In a research call today hosted by Chip Roame, the managing partner at Tiburon Strategic Advisors made his punch line abundantly clear: Online brokerage and advice firms will challenge all of the other financial advisor market segments.

His thesis was that online robo-advisors will take assets from traditional advisors, as well as create pricing pressure and put tech pressure on advisors. The latter aspect, he said, means that traditional advisors will have to beef up their technology prowess.

“Online brokerage and advice is a big disruptor here,” Roame said.

His presentation included lots of stats providing context on the size and scope of the overall financial advice industry, which he divides into the captive channels, online brokerage and advice, and independent advisors.

Roame said financial advisor firms across all market segments had a total of slightly more than 352,000 advisors in 2019, up from more than 339,000 in 2004. And they had $42.7 trillion in assets under administration last year versus $16.1 trillion in 2010.

The captive channel—comprising wirehouses, insurance agencies, retail banks and what he called “upscale channels”—were the largest segment with nearly 189,000 advisors. Another 148,000 advisors occupy the independent advisor segment, which includes independent reps and both fee-based and dually registered advisors.

The total number of advisors has occupied a relatively tight band since 2004, reaching its low ebb of slightly more than 318,000 advisors in 2011 and 2012. That number has since jumped more than 10% based on last year’s advisor count, but Roame speculates the number of advisors will stagnate and be roughly the same in five to 10 years.

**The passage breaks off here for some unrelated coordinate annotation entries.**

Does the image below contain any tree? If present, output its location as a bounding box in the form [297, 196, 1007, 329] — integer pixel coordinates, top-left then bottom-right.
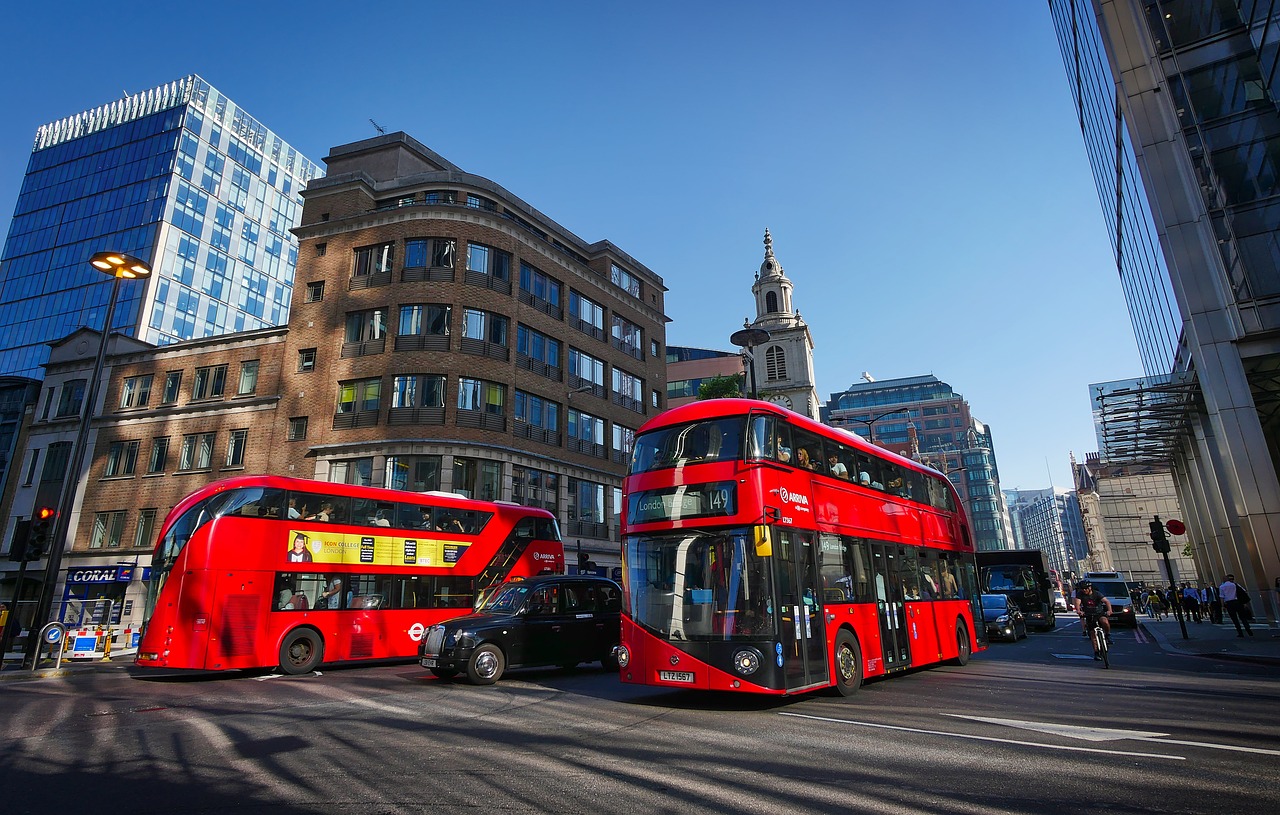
[698, 374, 746, 399]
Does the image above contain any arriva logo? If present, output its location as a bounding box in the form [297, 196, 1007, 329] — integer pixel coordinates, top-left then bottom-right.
[778, 486, 809, 507]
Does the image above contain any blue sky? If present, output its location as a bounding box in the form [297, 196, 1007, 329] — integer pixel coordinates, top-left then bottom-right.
[0, 0, 1142, 489]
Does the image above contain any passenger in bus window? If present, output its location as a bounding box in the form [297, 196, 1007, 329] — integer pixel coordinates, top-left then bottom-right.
[289, 532, 311, 563]
[827, 453, 849, 481]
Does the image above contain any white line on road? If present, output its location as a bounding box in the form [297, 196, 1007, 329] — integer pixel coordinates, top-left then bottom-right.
[778, 711, 1187, 761]
[943, 713, 1280, 756]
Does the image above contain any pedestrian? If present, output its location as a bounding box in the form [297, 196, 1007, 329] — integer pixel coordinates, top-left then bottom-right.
[1217, 574, 1253, 637]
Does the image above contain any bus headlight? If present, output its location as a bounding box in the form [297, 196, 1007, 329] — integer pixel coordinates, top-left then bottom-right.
[733, 649, 760, 677]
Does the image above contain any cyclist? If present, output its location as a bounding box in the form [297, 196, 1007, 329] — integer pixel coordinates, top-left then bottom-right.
[1075, 580, 1111, 645]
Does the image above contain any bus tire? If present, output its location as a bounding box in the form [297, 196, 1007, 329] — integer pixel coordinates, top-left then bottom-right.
[832, 631, 863, 696]
[951, 619, 973, 665]
[467, 642, 507, 684]
[280, 628, 324, 676]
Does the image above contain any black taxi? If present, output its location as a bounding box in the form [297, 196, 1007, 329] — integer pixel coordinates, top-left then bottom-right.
[419, 574, 622, 684]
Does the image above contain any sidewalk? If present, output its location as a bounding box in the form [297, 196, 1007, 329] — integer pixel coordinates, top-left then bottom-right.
[1138, 606, 1280, 665]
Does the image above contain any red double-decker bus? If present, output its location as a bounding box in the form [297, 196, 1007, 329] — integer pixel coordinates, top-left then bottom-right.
[618, 399, 986, 695]
[137, 476, 564, 673]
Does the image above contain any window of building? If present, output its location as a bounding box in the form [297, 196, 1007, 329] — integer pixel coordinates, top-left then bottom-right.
[467, 243, 511, 281]
[511, 464, 559, 513]
[329, 458, 374, 486]
[102, 439, 141, 479]
[515, 390, 559, 432]
[191, 365, 227, 400]
[160, 371, 182, 404]
[120, 374, 152, 408]
[383, 455, 442, 493]
[178, 432, 218, 471]
[764, 345, 787, 383]
[453, 455, 502, 500]
[520, 261, 561, 308]
[609, 313, 644, 360]
[88, 509, 125, 549]
[568, 348, 604, 393]
[609, 264, 643, 299]
[54, 379, 88, 418]
[352, 242, 396, 278]
[343, 308, 387, 343]
[133, 507, 157, 549]
[568, 290, 604, 339]
[236, 360, 259, 397]
[338, 379, 383, 413]
[147, 436, 169, 475]
[227, 430, 248, 467]
[458, 377, 507, 416]
[392, 374, 444, 408]
[404, 236, 457, 269]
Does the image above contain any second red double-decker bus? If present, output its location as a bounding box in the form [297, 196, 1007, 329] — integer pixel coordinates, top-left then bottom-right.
[137, 476, 564, 673]
[618, 399, 986, 695]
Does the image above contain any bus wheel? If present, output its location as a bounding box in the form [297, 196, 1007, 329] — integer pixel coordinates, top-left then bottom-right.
[280, 628, 324, 676]
[467, 642, 507, 684]
[836, 631, 863, 696]
[951, 619, 973, 665]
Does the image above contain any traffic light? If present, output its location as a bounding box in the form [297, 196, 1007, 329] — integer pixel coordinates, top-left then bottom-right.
[9, 521, 31, 563]
[24, 507, 58, 560]
[1149, 516, 1169, 554]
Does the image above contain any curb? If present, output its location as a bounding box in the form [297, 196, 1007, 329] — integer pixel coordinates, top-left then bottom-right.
[1139, 622, 1280, 665]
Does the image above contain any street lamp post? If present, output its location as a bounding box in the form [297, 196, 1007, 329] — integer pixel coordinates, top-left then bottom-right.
[26, 252, 151, 667]
[728, 324, 769, 399]
[849, 408, 906, 444]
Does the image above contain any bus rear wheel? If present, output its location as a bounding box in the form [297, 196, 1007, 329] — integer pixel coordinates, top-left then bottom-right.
[280, 628, 324, 676]
[835, 631, 863, 696]
[467, 642, 507, 684]
[951, 619, 973, 665]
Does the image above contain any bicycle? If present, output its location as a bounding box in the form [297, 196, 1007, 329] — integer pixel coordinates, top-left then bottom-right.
[1089, 617, 1111, 668]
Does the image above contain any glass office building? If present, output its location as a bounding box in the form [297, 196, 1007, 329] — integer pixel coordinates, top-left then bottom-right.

“But their assets will keep going up because the market will appreciate and advisors will buy each other and merge together,” he said.

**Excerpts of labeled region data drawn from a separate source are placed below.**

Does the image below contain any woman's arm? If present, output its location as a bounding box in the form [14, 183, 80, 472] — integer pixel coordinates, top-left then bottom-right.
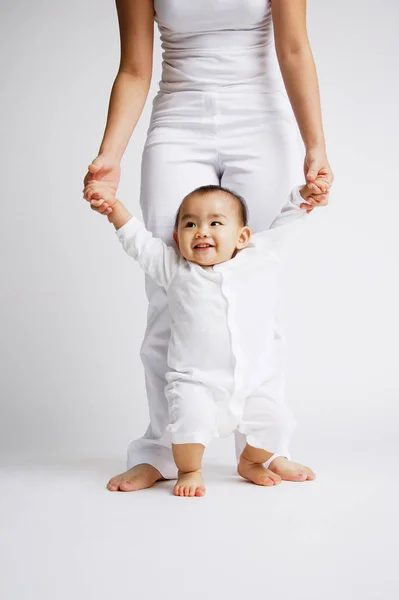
[100, 0, 154, 160]
[83, 0, 154, 200]
[272, 0, 333, 191]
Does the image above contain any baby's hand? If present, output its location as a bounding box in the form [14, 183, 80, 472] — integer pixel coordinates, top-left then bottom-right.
[86, 181, 118, 215]
[306, 173, 331, 194]
[299, 184, 329, 214]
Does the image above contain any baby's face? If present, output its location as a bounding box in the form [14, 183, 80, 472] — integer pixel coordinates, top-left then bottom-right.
[173, 190, 251, 266]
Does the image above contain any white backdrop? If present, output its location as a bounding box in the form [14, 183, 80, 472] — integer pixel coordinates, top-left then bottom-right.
[0, 0, 399, 464]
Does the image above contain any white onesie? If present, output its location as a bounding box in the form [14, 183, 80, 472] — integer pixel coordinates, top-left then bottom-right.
[116, 187, 307, 454]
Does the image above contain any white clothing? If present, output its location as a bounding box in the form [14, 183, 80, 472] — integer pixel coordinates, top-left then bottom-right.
[127, 0, 303, 479]
[154, 0, 284, 94]
[116, 188, 306, 453]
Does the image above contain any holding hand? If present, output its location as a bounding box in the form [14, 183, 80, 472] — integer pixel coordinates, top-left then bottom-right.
[85, 181, 118, 215]
[299, 177, 329, 214]
[86, 181, 132, 229]
[303, 147, 334, 194]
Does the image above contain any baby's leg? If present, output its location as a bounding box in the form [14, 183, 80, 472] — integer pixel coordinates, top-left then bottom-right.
[165, 380, 218, 496]
[172, 444, 205, 496]
[238, 390, 315, 485]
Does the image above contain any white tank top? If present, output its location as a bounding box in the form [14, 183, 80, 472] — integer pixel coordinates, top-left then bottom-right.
[154, 0, 284, 92]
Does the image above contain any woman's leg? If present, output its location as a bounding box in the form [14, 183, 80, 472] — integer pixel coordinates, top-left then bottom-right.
[219, 92, 303, 468]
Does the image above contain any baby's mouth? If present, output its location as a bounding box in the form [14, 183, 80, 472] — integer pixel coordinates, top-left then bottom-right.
[194, 244, 214, 250]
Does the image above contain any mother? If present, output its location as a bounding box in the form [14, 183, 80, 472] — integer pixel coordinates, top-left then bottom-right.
[84, 0, 333, 491]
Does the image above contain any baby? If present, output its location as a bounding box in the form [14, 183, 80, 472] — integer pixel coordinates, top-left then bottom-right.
[86, 181, 322, 496]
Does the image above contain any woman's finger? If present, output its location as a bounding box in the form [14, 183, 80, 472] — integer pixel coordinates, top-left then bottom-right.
[90, 200, 104, 208]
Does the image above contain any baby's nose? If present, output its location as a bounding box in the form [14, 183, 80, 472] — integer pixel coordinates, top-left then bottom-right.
[197, 227, 209, 237]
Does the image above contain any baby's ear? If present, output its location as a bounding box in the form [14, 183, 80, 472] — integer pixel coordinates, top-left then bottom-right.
[237, 227, 251, 250]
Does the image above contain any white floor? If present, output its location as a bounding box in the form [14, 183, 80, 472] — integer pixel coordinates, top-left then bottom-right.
[0, 443, 399, 600]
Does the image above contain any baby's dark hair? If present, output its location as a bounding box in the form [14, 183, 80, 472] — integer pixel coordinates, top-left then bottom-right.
[174, 185, 248, 231]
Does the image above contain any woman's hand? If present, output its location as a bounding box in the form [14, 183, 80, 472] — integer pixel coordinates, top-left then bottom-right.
[303, 148, 334, 194]
[83, 154, 121, 202]
[299, 178, 328, 214]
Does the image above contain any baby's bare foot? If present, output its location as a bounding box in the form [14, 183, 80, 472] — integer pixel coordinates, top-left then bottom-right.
[107, 464, 163, 492]
[237, 456, 281, 486]
[269, 456, 316, 481]
[173, 469, 205, 496]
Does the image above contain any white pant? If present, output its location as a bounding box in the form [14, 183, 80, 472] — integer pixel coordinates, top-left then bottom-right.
[128, 91, 303, 479]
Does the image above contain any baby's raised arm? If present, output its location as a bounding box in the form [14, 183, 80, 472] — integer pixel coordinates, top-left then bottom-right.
[253, 185, 325, 258]
[86, 185, 179, 288]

Roame made several predictions on where he sees the advisory business going over the next decade. He believes the big winners will be fee-based advisors and the B2C, or business-to-consumer players such as the robos.

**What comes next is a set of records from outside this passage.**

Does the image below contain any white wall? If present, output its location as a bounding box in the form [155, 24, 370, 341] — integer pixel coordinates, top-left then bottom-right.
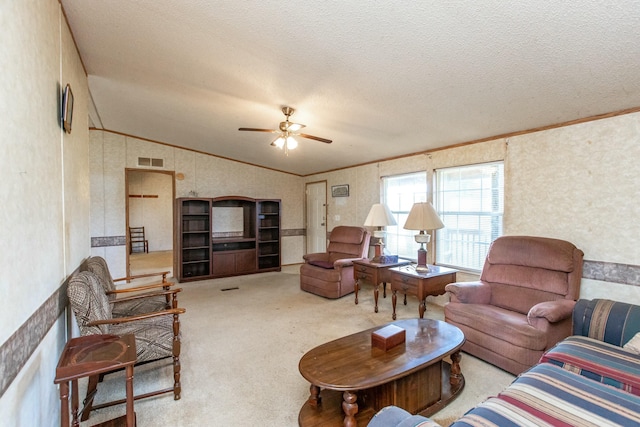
[90, 130, 304, 277]
[305, 113, 640, 304]
[0, 0, 90, 426]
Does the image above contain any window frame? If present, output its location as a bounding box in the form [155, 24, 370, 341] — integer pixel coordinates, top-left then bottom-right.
[433, 160, 505, 273]
[381, 170, 429, 262]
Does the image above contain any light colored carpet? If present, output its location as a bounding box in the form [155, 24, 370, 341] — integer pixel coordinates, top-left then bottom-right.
[81, 266, 513, 427]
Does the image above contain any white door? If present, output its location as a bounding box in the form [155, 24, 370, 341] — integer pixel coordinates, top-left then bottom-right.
[306, 181, 327, 254]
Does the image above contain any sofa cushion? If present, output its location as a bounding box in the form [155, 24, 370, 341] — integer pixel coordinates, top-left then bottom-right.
[451, 363, 640, 427]
[540, 336, 640, 396]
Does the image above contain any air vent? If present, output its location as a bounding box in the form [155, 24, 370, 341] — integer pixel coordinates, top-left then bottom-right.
[138, 157, 164, 168]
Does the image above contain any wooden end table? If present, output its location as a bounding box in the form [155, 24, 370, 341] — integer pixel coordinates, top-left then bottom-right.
[53, 335, 136, 427]
[390, 265, 458, 320]
[353, 259, 410, 313]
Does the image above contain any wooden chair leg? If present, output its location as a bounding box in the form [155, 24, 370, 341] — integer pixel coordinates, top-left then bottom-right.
[172, 314, 182, 400]
[81, 375, 100, 421]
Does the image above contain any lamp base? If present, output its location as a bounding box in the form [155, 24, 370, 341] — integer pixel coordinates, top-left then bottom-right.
[371, 242, 382, 263]
[416, 246, 429, 273]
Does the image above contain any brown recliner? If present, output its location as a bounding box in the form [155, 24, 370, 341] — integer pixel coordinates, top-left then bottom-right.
[444, 236, 584, 375]
[300, 225, 371, 298]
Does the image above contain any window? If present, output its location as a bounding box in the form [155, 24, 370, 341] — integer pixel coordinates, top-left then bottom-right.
[382, 172, 427, 260]
[434, 162, 504, 271]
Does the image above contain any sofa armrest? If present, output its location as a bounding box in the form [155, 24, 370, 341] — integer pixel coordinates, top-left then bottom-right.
[573, 299, 640, 347]
[444, 282, 491, 304]
[527, 299, 576, 326]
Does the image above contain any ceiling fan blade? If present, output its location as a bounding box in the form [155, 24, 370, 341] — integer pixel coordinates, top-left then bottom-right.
[298, 133, 333, 144]
[238, 128, 280, 133]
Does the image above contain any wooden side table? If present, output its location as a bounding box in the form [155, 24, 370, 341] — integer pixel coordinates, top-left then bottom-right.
[353, 259, 410, 313]
[390, 265, 458, 320]
[53, 335, 136, 427]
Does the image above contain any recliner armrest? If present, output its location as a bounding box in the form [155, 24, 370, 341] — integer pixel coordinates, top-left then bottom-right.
[527, 299, 576, 327]
[302, 252, 329, 262]
[333, 258, 364, 268]
[444, 282, 491, 304]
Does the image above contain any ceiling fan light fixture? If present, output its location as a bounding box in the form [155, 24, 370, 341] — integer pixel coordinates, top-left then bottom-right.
[287, 136, 298, 150]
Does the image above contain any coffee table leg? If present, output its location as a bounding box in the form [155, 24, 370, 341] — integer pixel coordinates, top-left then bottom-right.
[342, 391, 358, 427]
[449, 351, 463, 386]
[309, 384, 322, 408]
[373, 284, 380, 313]
[418, 300, 427, 319]
[391, 289, 398, 320]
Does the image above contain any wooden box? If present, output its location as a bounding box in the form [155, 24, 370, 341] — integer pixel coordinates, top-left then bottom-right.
[371, 325, 406, 351]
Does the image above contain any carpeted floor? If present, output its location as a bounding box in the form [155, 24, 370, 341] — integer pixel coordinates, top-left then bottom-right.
[81, 266, 513, 427]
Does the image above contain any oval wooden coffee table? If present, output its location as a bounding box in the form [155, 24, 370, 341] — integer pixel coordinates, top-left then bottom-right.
[298, 319, 464, 427]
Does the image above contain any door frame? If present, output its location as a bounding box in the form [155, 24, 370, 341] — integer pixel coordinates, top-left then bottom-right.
[304, 180, 329, 253]
[124, 168, 176, 277]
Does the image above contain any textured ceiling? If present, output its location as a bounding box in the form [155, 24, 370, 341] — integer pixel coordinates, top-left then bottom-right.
[61, 0, 640, 175]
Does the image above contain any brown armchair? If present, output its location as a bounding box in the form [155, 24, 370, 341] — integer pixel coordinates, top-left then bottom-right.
[444, 236, 584, 375]
[67, 271, 185, 421]
[300, 225, 371, 298]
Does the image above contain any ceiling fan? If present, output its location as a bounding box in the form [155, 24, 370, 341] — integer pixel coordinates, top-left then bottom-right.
[238, 106, 333, 155]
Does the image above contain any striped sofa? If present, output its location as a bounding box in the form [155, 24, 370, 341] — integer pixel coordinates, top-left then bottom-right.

“I think those trends merge together over time and we start seeing highly ethical, fiduciary advisors that have a huge use of technology; with clients maybe interacting virtually on the web, doing things themselves [and] periodically talking to their advisors,” he explained. “I think the winning endgame is some combination of the legal structure of an RIA with the technology and mentality of a robo-advisor.”

He cited Personal Capital and Facet Wealth as examples of companies on the cutting edge of virtually delivering fee-based financial planning either on an AUM, subscription or hourly basis.

“I think that’s the future of the industry,” Roame said.